Energy sleuths


Professionals scour houses looking for issues that make occupants uncomfortable

By Mary Beth Breckenridge

Akron Beacon Journal

AKRON

Matthew Pickston thinks of himself as a detective.

But instead of searching for clues to crimes, he looks for the causes of problems such as chilly rooms and damaging ice dams.

Pickston is a home-energy auditor, a professional who scours houses for issues that can harm structures, drive up energy bills and just make the occupants uncomfortable.

The process surprises some clients, who think an energy audit is concerned mainly with electricity use.

“Most people think I’m going to show up and start looking at their light bulbs,” he said.

Instead, energy auditors such as Pickston look at a house as a system. They consider how all the parts work together to affect a home’s energy efficiency and search for solutions to the more puzzling problems.

To get an idea of the kinds of issues a home-energy auditor can uncover, I tagged along recently with Pickston as he audited a home in Hudson, Ohio.

Pickston, a Pro Energy Consultants franchisee in Sagamore Hills Township, Ohio, does his sleuthing with the aid of an infrared camera, a chemical-smoke stick and a healthy curiosity.

Some problems are obvious, but finding the source of others requires a knowledge of building science and a bit of deductive reasoning.
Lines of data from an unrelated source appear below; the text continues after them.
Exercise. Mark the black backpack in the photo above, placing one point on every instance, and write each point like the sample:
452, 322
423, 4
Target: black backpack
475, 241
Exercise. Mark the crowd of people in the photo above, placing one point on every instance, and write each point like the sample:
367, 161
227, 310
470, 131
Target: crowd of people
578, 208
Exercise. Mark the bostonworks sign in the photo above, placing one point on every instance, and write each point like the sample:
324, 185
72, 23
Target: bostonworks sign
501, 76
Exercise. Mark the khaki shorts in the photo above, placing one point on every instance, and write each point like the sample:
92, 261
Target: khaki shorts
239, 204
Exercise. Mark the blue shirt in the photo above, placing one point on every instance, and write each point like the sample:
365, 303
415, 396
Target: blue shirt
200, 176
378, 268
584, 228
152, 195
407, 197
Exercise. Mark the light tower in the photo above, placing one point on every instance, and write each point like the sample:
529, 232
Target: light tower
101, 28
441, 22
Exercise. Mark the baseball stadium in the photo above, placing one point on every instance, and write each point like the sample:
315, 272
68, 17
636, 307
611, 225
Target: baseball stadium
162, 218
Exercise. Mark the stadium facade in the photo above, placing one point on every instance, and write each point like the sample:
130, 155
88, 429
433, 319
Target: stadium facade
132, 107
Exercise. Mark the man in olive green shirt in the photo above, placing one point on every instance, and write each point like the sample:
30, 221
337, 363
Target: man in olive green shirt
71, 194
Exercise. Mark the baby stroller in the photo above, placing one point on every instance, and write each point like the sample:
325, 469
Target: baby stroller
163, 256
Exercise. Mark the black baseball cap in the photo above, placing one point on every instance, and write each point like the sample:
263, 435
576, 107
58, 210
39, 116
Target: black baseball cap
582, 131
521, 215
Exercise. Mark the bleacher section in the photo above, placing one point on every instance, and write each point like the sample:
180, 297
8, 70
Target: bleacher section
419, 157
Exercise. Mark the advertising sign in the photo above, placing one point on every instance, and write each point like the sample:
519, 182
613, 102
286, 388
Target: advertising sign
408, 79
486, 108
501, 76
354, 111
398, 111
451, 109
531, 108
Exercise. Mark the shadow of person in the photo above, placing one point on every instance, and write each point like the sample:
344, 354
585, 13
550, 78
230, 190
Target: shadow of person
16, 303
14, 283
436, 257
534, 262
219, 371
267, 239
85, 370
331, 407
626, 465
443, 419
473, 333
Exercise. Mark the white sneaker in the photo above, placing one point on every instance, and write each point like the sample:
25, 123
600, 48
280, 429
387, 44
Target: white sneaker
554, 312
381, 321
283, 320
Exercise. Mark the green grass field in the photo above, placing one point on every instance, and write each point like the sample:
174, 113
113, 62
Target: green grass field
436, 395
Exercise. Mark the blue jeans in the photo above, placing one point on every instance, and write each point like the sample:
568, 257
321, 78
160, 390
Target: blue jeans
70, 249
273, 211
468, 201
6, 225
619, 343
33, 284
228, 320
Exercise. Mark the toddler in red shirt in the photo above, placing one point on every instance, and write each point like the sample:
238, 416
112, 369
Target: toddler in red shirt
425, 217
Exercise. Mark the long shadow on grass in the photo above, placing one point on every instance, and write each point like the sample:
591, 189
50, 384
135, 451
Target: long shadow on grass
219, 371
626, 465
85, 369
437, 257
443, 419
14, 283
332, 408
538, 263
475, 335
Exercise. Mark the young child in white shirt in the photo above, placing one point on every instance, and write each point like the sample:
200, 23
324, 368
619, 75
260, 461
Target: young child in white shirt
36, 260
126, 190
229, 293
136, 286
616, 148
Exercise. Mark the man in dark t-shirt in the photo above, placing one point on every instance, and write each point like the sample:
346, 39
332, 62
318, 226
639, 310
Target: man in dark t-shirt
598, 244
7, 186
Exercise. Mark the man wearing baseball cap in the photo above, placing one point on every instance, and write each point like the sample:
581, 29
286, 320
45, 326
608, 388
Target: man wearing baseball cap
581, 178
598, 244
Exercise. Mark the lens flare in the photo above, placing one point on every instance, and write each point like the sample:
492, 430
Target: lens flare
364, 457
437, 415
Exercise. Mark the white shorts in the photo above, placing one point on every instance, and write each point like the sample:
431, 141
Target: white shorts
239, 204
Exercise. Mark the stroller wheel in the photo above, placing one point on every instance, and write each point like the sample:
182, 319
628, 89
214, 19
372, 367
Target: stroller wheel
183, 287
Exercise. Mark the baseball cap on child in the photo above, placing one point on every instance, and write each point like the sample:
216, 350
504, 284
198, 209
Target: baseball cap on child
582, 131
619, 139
After interviewing the homeowners about problems they’d noticed, he started his investigation by depressurizing the house using a blower door, a powerful exhaust fan that fits into an exterior door frame.

As air was sucked out of the house, outside air came rushing in to replace it through all the little cracks and openings in the home’s exterior.

It was as though a 10 mph wind were hitting all the outside surfaces of the house, he explained.

The depressurization exaggerated the normal flow of outside air through those openings, allowing Pickston to detect leaks more easily.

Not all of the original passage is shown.